Both Microsoft and Amazon, along with virtual every other major infrastructure vendor, have made bold moves in the past year to enable containerized applications to run on their platforms. Expect more news from Amazon on the topic of containers next week too.
Microsoft also announced the Azure IoT Suite that allows devices to dump “Internet of Things” data into Azure where it can be centrally stored and analytics tools can be run against it. Microsoft announced a new “N” family of virtual machines, powered by the graphical-intensive NVIDIA processors. And it added security features that allow a range of partner virtual security monitoring tools to work on top of Azure.
Azure’s catching up
Last year at AWS re:Invent Gartner analyst Kyle Hilgendorf said that Azure is on the heels of Amazon, but it’s catching up quickly.

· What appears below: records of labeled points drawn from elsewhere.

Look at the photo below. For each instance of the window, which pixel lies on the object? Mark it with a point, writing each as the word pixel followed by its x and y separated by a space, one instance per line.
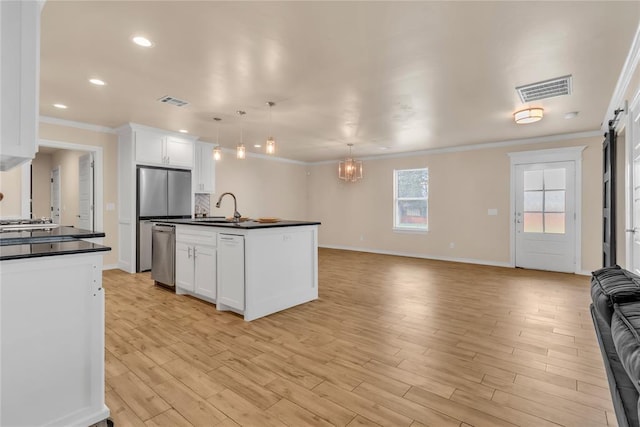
pixel 411 199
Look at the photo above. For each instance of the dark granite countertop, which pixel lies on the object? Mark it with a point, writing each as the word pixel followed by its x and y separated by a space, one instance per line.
pixel 58 234
pixel 245 225
pixel 35 250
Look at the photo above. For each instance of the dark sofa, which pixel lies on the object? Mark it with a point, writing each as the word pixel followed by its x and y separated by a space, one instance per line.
pixel 616 316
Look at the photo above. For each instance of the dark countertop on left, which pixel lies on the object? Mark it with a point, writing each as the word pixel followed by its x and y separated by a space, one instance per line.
pixel 36 243
pixel 58 234
pixel 36 250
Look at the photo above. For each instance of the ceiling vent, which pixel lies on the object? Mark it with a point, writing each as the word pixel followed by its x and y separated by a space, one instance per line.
pixel 546 89
pixel 173 101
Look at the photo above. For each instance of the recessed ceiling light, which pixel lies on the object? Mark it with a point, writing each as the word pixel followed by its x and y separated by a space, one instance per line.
pixel 142 41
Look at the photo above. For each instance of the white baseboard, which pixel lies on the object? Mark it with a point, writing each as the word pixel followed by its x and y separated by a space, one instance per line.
pixel 423 256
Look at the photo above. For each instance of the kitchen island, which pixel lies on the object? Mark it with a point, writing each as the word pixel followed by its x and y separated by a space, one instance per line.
pixel 52 327
pixel 252 268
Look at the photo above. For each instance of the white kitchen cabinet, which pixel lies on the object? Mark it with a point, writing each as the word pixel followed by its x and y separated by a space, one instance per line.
pixel 19 83
pixel 205 271
pixel 185 271
pixel 196 262
pixel 204 168
pixel 155 148
pixel 231 272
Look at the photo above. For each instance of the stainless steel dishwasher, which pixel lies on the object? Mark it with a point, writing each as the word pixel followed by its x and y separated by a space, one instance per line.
pixel 163 255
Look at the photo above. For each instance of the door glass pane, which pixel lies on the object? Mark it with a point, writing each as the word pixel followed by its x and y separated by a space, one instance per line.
pixel 532 180
pixel 532 222
pixel 555 179
pixel 554 223
pixel 554 201
pixel 533 201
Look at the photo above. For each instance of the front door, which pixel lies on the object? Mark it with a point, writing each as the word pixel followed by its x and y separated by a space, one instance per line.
pixel 55 195
pixel 545 216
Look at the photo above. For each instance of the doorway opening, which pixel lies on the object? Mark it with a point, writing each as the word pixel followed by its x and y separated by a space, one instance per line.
pixel 80 169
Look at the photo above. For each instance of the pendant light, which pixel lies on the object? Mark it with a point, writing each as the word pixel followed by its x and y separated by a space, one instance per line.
pixel 217 153
pixel 241 152
pixel 350 170
pixel 271 142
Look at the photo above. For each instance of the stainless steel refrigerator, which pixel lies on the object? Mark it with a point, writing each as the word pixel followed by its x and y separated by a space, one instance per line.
pixel 161 194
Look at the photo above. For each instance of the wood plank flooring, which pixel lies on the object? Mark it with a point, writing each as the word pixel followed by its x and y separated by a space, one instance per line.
pixel 391 341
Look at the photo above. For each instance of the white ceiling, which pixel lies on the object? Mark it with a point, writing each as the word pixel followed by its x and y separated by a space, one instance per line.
pixel 403 76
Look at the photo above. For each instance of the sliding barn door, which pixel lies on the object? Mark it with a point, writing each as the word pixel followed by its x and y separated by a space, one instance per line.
pixel 609 200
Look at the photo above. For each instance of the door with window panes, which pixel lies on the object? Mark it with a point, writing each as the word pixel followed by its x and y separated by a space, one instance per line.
pixel 545 216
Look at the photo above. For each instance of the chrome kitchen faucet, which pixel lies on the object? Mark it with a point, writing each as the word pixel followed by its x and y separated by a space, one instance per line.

Tim Crawford, who advises CIOs for the firm AVOA says in the market, he’s seeing more and more customers looking to Azure. “Amazon won the market for web-scale folks and the startup world and they’ve sort of become the de facto standard for test and dev in the cloud,” Crawford says. “But when you talk to the mass of enterprises who have needs beyond just cloud infrastructure, I’ve seen a real progression by people taking a second look at Azure.”
One of the biggest drivers for Azure usage has been the company’s powerful suite of Office 365 productivity apps. Many times customers who sign on to use Microsoft’s SaaS offering will get credits to use Azure in their Enterprise Agreement, Crawford says. Customers get started using Azure and then find more use cases for it.
It’s turned Azure into a platform that’s good for businesses that want to host their IaaS in the same environment as their SaaS, Crawford says. AWS has a variety of third-party tools supported on its cloud through its marketplace, but its enterprise apps are not nearly as strong as Office 365. “Amazon will have its work cut out for it, there are viable alternatives coming up,” Crawford says.
Big-name customers like Wal-Mart, Alaska Airlines and ecommerce startup Jet all spoke lovingly about Azure as Microsoft shared the latest figures about the size of the company’s cloud.